I have successsfully detected a Level Shift in series like this using Tsay's procedures http://www.unc.edu/~jbhill/tsay.pdf. His procedures although initially directed to time series are general enough such that when the arima structure is (0,0,0)(0,0,0) it will detect the significant level shift(s) in the mean. The concept here is akin to single dimension (characteristic) cluster analysis. If you post your data, I will give it a try. I don't know about detecting peaks but they might show up as Pulses (outliers).

EDIT: 5 minutes after receipt of the 6851 ordered values .

Following is a plot of the ordered value with 3 points in time denoted as "L" for Level Shift . The equation developed gives us a clue as to the groupings . it contains arima structure reflecting the orderliness of the data ( low to high ) and is just a filter that allows us to detect the structural breaks.
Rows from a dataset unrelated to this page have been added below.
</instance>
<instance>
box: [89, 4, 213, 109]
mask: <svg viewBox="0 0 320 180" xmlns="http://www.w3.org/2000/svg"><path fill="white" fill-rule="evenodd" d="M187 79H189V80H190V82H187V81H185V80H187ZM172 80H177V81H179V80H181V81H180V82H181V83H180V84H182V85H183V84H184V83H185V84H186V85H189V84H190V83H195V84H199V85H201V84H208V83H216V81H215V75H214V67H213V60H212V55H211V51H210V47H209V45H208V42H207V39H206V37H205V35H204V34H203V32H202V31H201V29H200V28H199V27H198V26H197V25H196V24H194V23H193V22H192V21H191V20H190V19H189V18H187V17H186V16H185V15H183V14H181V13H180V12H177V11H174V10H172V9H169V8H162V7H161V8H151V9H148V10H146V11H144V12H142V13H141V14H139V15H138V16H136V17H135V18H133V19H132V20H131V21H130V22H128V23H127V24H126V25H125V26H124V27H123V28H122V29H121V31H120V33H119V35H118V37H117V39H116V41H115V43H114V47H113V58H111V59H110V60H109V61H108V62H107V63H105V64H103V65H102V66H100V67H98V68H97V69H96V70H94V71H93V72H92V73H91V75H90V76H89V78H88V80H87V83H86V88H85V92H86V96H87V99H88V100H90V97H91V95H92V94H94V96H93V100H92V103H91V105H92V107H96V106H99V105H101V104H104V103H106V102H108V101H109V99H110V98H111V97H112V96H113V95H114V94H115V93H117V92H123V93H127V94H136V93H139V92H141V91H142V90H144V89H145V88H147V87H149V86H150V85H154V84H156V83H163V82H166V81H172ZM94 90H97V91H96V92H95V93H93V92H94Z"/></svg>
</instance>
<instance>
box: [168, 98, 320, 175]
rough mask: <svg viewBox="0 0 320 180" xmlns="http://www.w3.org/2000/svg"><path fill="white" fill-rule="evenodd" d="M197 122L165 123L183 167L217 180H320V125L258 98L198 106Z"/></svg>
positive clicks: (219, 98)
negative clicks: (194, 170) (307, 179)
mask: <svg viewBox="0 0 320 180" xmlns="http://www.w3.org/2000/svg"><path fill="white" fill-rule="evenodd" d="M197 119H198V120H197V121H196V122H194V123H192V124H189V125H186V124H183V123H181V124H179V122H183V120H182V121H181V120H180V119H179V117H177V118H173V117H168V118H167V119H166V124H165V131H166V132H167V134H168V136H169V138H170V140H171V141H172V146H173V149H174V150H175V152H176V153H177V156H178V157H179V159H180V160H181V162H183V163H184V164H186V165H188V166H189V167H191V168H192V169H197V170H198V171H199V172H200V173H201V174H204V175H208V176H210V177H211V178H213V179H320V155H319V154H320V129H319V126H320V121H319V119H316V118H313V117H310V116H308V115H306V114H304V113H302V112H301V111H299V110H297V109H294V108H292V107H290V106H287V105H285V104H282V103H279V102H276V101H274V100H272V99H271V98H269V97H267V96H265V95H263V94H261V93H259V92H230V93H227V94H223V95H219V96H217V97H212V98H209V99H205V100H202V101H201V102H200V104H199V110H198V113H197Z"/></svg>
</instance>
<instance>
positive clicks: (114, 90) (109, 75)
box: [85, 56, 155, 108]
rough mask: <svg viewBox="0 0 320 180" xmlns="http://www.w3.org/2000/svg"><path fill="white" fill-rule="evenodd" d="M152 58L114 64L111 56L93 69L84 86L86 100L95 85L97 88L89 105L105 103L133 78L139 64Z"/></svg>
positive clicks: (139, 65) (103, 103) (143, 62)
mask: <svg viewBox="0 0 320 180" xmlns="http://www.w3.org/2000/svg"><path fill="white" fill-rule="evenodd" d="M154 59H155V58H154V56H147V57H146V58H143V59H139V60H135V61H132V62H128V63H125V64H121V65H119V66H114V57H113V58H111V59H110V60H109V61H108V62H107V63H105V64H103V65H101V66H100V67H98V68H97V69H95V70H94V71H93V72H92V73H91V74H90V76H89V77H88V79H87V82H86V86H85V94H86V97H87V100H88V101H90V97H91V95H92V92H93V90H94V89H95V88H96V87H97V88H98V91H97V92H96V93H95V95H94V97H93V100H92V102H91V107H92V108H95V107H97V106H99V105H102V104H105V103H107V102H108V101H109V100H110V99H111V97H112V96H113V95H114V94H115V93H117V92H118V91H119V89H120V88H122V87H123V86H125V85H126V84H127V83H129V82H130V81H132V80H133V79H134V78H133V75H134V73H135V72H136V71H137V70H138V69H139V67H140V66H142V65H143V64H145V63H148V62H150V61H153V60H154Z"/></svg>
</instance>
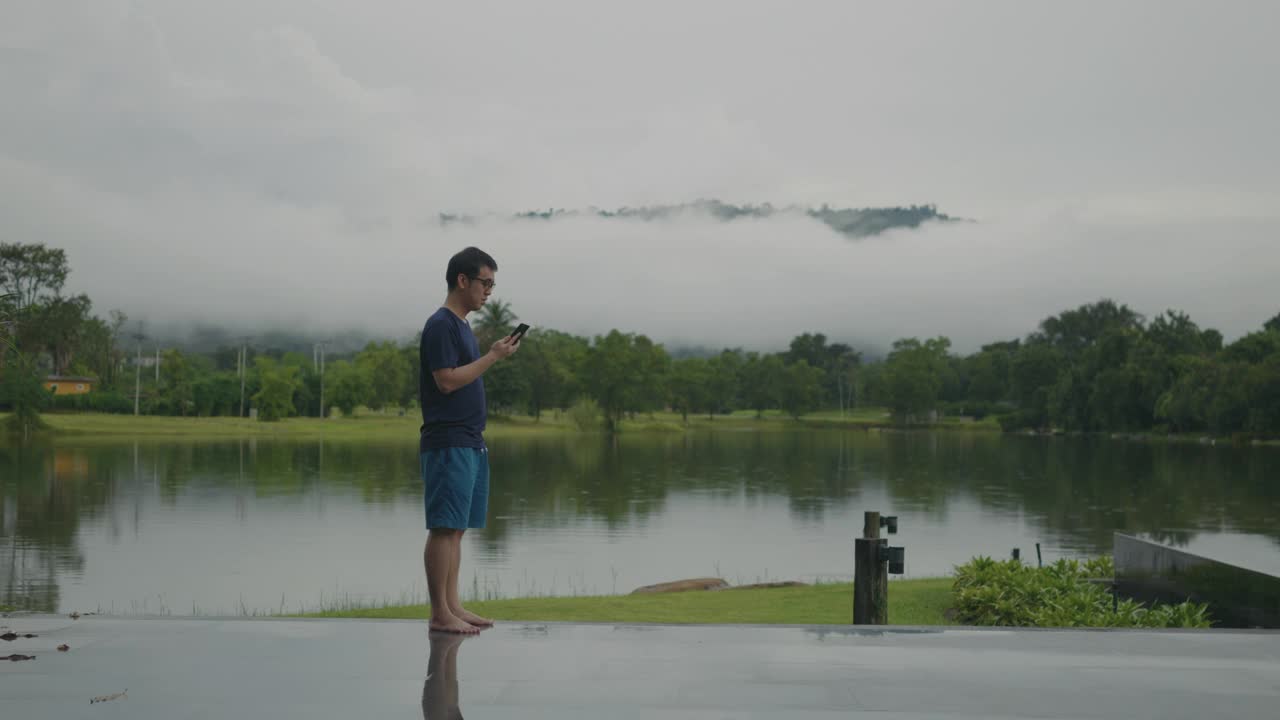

Remember all models are wrong but this model(equation) seems useful. Does it approximately match you "human judgement" ?

group1; 1-1748 group2; 1749-3688 group3; 3689-6166 group4; 6167-6851

Detecting level shifts in this case is detecting change of intercept. The detection of level shifts is an on-or about test and seems to have picked out the primary contrast at 3689 perhaps suggesting a rerun just using the first 3688 and a second run with just the remainder. Clearly this innovative application provides some good results but it seems to warrant further research. Visually there is a change in trend at 1749 suggesting that a new group has formed as the slope of the line has changed.